それは勿論ククルの両親の関係性にも適用され、のび太たちはククルと両親を見て自分たちのことを見直すのです。
のび太に寄り添うタイムパトロール隊員
二つ目に愛着をもって育て上げた伝説の動物達との別れを惜しむのび太に寄り添うタイムパトロール隊員の姿です。
このシーンもまた原作・旧作では描かれなかったドラマチックなシーンへと仕上がっています。
決してのび太の気持ちを否定することなく受け入れ、あくまでも判断をのび太に委ねる形にしていました。
かつては一方的で距離感のあった大人と子供の関係性がより近く双方向性のあるものとなっているのです。

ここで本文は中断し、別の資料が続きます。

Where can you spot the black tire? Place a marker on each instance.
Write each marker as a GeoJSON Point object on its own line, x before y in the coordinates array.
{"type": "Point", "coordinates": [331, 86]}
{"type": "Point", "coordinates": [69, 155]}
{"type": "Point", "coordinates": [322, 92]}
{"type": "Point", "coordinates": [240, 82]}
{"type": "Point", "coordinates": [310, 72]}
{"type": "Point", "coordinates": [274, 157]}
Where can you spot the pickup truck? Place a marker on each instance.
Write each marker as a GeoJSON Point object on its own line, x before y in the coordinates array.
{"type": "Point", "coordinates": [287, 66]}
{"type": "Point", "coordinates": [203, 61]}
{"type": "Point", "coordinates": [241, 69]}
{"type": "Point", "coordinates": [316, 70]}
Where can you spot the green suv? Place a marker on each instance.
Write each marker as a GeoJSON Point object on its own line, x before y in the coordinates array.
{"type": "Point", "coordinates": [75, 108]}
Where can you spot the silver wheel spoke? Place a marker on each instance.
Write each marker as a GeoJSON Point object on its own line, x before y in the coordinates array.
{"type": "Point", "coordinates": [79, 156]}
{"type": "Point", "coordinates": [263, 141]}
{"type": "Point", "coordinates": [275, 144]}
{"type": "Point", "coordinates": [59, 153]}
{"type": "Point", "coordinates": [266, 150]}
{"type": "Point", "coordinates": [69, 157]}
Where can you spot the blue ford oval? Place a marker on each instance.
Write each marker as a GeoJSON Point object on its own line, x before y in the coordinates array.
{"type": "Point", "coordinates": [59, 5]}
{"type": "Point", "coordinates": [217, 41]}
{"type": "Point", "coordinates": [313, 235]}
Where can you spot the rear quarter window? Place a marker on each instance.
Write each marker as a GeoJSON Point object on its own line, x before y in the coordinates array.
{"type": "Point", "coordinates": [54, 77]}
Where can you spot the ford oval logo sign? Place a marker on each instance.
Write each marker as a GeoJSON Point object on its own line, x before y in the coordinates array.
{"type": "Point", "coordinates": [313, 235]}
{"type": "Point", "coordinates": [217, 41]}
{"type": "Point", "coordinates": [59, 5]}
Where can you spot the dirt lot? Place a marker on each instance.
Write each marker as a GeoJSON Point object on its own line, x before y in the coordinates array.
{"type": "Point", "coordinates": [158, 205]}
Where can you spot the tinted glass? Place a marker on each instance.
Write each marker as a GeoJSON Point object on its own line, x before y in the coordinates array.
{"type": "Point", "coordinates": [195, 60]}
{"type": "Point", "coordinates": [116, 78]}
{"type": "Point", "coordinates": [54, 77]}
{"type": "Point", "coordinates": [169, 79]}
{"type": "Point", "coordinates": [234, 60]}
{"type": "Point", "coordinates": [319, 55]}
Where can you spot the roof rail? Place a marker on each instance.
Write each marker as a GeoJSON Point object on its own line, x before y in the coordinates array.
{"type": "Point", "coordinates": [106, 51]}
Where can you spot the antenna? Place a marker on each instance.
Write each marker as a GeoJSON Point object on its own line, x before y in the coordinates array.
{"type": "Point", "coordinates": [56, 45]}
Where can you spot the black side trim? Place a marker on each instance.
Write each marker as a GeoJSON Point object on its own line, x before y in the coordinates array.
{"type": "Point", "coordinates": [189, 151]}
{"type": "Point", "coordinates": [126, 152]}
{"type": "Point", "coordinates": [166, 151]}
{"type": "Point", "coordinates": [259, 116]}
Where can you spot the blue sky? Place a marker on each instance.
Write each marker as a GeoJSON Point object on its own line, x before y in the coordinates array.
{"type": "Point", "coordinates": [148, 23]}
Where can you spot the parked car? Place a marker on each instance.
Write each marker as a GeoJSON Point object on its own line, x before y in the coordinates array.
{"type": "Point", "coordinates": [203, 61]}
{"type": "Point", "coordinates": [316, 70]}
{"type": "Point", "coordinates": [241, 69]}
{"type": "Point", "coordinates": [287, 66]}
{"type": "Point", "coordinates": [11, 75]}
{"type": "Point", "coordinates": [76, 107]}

このシーンがあることでのび太たちの成長と自立の意味合いがより深まる結末となりました。
一人では生きていけないのび太たち
そして何より一番大人と子供のテーマが色濃く描かれたのは雪の中で意識が薄れていくのび太でしょう。
ここで彼は自分の心の声であるもう一人の自分に諭される形で人は一人では生きていけないことを学びます。
そして何より子供が嫌いな親は居ないし親を嫌いな子供も居ないのだということを自覚したのです。
自立とは何もかも一人で背負うのではなく、仲間達が居てこそだと知って漸くのび太は真の成長を遂げます。
ここに気付くまでの過程を冒険を通して描いたことにこそ本作の本作たる所以があるのです。
衰退と停滞
成長と自立を見事に果たしたのび太たちのアンチテーゼたるギガゾンビは「衰退と停滞」の象徴です。
彼は最後まで成長しようとせず停滞し、ヒカリ族を衰退・全滅させようとしました。
これが同時に本作の真の悪が何なのか?をも示しており、それがのび太たちに勝てない要因です。
またそれ故にギガゾンビは最後まで周りに誰も居ないのに対してのび太には周りに素敵な仲間たちがいます。
いつの時代も悪が負けるのは決して悪だから負けるのではなく悪の精神性故に負けるということです。
その普遍的な真理を物語としてきちっと提示したことこそ本作の神髄ではないでしょうか。
まとめ
いかがでしたでしょうか?
本作はリメイク作として一つの理想というか到達点ともいえる見事な回答を提示しました。
見事な成長と自立を果たすのび太たちとは対照的に衰退していくギガゾンビの姿。
そしてそれに伴い示される”誕生”と”破壊”など諸要素を非常に綺麗に融合させたのです。
しかし、本作は単独でその完成度が成り立っているわけではありません。
それだけ深い作品に出来る設定と物語の素地の豊穣さを提示した藤子F先生の原作があってこそです。
のび太たちがククルたち祖先の偉大さを知って成長したように先達への感謝と敬意を失わないこと。
子供たちだけではなく大人にとっても深いメッセージとテーマが盛り込んだ名作ではないでしょうか。